Moins de violence, mais plus d’insultes

MONTRÉAL — La violence en général est en baisse dans les écoles québécoises, mais les insultes par texto au primaire sont en hausse et il y a davantage de conflits entre groupes ethniques, révèle une enquête panquébécoise.

L’«Enquête sur la violence dans les écoles québécoises» s’est penchée sur l’évolution de certaines caractéristiques liées à la violence dans les écoles primaires et secondaires de la province entre 2013, 2015 et 2017.

On y révèle d’abord que les élèves, les parents et le personnel scolaire perçoivent une amélioration du climat scolaire. Ainsi, les comportements à risques ont été moins observés, les comportements d’agression sont moins subis entre élèves, les lieux sont perçus comme étant plus sécuritaires dans l’école et ses alentours.

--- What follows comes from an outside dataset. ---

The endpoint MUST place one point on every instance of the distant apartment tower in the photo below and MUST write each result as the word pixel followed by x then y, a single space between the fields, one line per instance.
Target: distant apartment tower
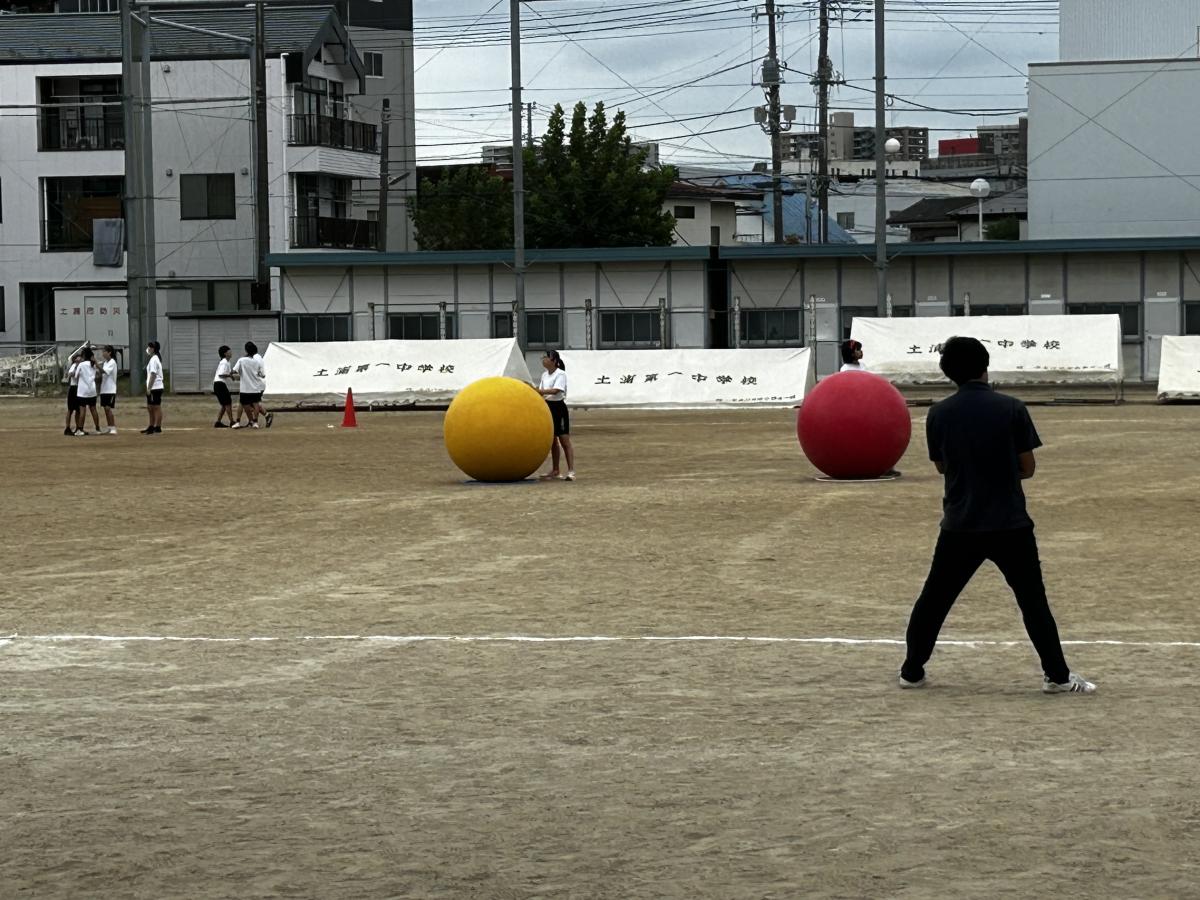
pixel 847 142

La Presse canadienne s’est entretenue à ce sujet avec la professeure et titulaire de la Chaire de recherche sécurité et violence en milieu éducatif de l’Université Laval, Claire Beaumont.

L’utilisation des appareils technologiques, notamment des téléphones cellulaires, connaît une progression marquée chez les élèves du primaire comme du secondaire. Cette augmentation n’a toutefois pas été accompagnée d’une hausse des déclarations de cyberagression de la part des élèves du secondaire. Au contraire, ils ont plutôt fait état d’une diminution de ce type d’agressions au fil des ans.

Au primaire, toutefois, les élèves de 4e, 5e et 6e année ont mentionné recevoir plus d’insultes et de messages humiliants par texto en 2017 comparativement à 2013. Le nombre d’élèves qui ont dit posséder un appareil pouvant envoyer ou recevoir des textos - qu’il s’agisse d’un téléphone, d’une tablette ou d’un appareil de type iPod - est passé de 61 pour cent à 80 pour cent, rappelle cependant Mme Beaumont.

«À quelque part il faut s’attendre à avoir des retombées là-dessus», note-t-elle.

Mme Beaumont estime qu’il faut vraiment garder un oeil sur ce que font les jeunes enfants lorsqu’ils sont en ligne.

«Pour l’ensemble des adultes, c’est au secondaire que ça se passe les problèmes. Mais je pense que les parents savent plus ce que leur ado fait sur le web que leurs petits», estime-t-elle.

«Les petits ont des appareils entre les mains, et ils doivent apprendre à bien se comporter tant à la maison, dans la cour de récré ou dans la classe que sur le web et il faut avoir un oeil là-dessus.»

Somme toute, l’enquête a permis d’observer que les jeunes ont ressenti une amélioration du climat scolaire dans les dernières années, tout comme les parents et le personnel des écoles.